I need to to evaluate the function
$f(x) = {1 - (1-A)^x \over A}$,
where $0 < A \leq 1$ and $0 \leq x \leq 1$.
A straightforward C implementation of $f(x)$ with floating-point arithmetic works fine as long as A is reasonably large, but it breaks down when A is tiny. $(1-A)^x$ is very close to 1, and subtracting it from 1 yields a small number with hardly any significant digits, which is then divided by the tiny A.
$f(x)$ appears to approach an identity function as A approaches zero, but I cannot prove that.
Is there some way to rearrange the definition of $f$ that avoids the loss of precision when A is tiny? Even better, is there a way to make it so that $f(x) = x$ for $A = 0$, without introducing a special case?

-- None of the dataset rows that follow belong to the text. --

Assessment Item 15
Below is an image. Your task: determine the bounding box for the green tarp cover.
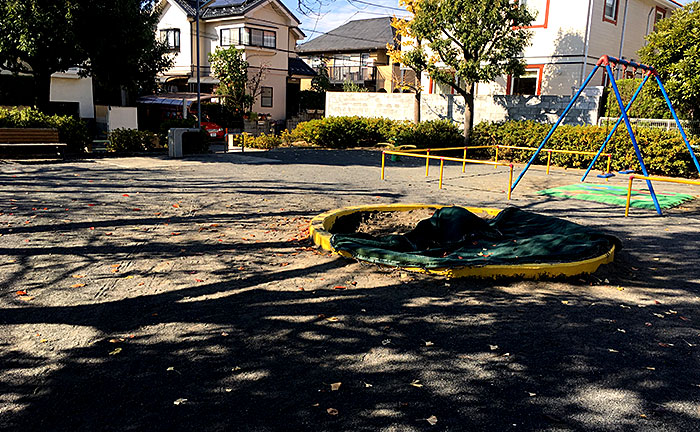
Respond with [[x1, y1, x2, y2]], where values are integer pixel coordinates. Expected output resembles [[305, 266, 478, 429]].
[[331, 207, 619, 268], [538, 184, 694, 210]]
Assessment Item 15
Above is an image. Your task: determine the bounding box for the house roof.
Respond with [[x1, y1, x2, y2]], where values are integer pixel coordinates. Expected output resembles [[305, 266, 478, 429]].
[[288, 57, 316, 76], [174, 0, 301, 23], [297, 17, 396, 54]]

The simple thing to do is to say $(1-A)^x \approx 1-xA$ for $A \ll 1$. This leads to $f(x)=x$ as you say. You can test $A$ and change to $f(x)$ when it is small. The problem this leads to is you have a jump in $f(x)$ as you cross the transition. Maybe this is a problem, maybe not. You can use more terms of the Taylor series: $(1-A)^x \approx 1+x\log(1-A)+\frac 12 (x \log (1-A))^2 + \frac 16 (x \log (1-A))^3 +\ldots$ Then $\log (1-A)=-A-\frac 12A^2-\frac 13A^3-\ldots$. Keeping more terms will reduce the jump. If you need continuity, you can keep a bunch of terms, then near the transition do an interpolation.